In GURPS Terms, the world is at Tech Level 9. Virtually any technology of that type is available. However, following crazes for mechanical or genetic augmentation in the mid 21st Century, such things as cyberware or genetic modifications have become somewhat unfashionable – except when it is to correct medical problems, or to serve a particular employment related purpose. There is no huge stigma attached to these things – a heavily augmented individual will attract attention similar to a heavily tattooed person of the early 21st century. Many people won’t care, but some will, and small modifications are much less likely to attract negative comment than large ones.
Approximately 100,000 people live at least semi-permanently in Earth orbit.
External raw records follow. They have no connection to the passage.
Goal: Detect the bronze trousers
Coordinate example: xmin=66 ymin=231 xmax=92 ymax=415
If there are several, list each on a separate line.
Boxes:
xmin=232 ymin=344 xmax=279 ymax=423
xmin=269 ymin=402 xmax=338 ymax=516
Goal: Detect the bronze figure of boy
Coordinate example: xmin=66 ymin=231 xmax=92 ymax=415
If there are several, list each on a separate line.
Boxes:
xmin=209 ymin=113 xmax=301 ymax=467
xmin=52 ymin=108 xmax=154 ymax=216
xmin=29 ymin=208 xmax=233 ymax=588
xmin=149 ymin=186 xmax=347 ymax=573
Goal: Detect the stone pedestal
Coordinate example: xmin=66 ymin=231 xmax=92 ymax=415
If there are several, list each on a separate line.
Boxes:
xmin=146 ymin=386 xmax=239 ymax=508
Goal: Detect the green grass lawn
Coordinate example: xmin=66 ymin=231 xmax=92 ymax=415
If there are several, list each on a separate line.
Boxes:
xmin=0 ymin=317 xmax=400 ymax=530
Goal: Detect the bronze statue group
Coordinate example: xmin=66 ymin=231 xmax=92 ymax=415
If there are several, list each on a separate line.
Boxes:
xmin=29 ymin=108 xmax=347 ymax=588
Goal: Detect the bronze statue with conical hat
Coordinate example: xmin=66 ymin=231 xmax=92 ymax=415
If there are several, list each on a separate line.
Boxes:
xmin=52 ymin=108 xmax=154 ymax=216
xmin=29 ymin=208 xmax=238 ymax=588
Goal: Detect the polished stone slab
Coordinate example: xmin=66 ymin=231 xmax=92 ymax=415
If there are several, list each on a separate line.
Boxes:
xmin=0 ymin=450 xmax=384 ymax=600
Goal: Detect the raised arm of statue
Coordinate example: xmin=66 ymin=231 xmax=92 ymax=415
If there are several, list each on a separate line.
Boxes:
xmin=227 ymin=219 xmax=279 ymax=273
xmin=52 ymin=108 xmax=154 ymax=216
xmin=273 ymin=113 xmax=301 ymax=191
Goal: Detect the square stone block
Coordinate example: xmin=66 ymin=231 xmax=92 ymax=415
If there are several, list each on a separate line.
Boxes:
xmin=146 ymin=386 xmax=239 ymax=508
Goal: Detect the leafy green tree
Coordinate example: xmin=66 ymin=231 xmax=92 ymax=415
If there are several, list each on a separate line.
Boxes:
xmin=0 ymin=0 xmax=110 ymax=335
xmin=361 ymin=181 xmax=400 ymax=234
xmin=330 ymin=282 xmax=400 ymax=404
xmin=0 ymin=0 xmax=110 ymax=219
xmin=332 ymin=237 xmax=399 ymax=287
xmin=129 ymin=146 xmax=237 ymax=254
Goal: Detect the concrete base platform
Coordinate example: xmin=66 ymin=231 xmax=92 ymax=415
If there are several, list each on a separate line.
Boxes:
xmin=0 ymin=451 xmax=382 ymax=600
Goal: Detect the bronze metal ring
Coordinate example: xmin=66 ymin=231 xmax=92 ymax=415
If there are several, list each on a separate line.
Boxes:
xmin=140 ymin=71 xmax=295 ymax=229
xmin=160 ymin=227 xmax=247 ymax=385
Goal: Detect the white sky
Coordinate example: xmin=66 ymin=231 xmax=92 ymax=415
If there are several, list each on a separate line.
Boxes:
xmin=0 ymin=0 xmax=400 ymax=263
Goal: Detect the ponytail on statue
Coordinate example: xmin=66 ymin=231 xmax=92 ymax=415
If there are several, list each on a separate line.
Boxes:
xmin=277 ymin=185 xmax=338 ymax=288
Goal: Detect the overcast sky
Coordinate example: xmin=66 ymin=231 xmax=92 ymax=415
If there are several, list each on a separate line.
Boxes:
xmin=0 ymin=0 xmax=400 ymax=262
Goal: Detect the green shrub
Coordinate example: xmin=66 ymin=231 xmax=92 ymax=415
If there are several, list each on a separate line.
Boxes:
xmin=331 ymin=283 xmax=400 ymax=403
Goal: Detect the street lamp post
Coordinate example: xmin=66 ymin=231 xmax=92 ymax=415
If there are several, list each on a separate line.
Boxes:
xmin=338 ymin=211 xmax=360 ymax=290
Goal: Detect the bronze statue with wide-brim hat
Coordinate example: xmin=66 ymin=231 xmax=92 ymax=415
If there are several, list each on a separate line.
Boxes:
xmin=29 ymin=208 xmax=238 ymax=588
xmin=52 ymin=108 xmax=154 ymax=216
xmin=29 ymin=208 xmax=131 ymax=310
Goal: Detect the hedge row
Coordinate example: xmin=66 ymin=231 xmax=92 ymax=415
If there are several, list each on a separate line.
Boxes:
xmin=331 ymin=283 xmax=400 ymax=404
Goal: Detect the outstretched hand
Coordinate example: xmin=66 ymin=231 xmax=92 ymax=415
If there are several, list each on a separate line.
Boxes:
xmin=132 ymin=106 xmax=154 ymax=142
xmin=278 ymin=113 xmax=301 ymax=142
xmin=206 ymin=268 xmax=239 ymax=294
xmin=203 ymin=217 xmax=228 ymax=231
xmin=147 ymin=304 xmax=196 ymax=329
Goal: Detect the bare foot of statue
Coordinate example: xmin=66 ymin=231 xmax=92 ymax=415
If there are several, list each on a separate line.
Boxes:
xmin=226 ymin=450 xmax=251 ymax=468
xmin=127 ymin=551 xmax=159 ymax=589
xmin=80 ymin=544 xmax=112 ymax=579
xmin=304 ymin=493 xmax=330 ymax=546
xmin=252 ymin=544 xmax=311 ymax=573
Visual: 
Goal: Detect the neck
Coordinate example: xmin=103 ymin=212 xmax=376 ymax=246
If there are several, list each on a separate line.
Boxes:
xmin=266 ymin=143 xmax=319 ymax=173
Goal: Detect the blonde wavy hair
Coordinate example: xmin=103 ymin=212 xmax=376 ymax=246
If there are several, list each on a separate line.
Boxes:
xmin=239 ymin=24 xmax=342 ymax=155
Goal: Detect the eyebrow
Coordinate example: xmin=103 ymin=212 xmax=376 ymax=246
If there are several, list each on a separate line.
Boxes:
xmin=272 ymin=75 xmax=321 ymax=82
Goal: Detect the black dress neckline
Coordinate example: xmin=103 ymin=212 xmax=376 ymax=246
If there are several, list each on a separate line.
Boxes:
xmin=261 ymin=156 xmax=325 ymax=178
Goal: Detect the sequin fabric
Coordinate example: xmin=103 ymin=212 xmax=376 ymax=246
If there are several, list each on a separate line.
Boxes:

A similar number can be found in the colonies on the Moon and Mars. Exploration of the Jupiter and Saturn systems are underway.
But here on earth, how much technology has affected everyday life is highly variable. Healthcare is wonderfully advanced and computers and robotics has removed many of the most boring tasks from everyday life. But the most common way to travel between continents is still on a Boeing 747, or an Airbus A380 – safer than ever before, flown by computers (but always with a human in command) and with greatly improved inflight entertainment (including the wonderful ‘White Noise Shutdown’ device that puts a person into deep sleep for a predetermined period up to the entire flight – but still cruising at subsonic speed. It is certainly possible to access faster travel – Melbourne to London Hypersonic Orbital Ballistic Shuttles depart every half hour for a sixty minute flight between the greatest cities of the Commonwealth – but it is considered very gauche to use such services unless there truly is an urgent need for speed.
The same is true of motor vehicles – within cities and suburbs, speed limits have changed very little and a car still looks like a car. But emissions are very small, fuel efficiency is very high, and while most people choose to drive themselves a computer is always ready to take over if asked, or in an emergency. And once on a freeway, especially those between cities, speeds of up to 400 kilometres an hour under computer control are commonplace.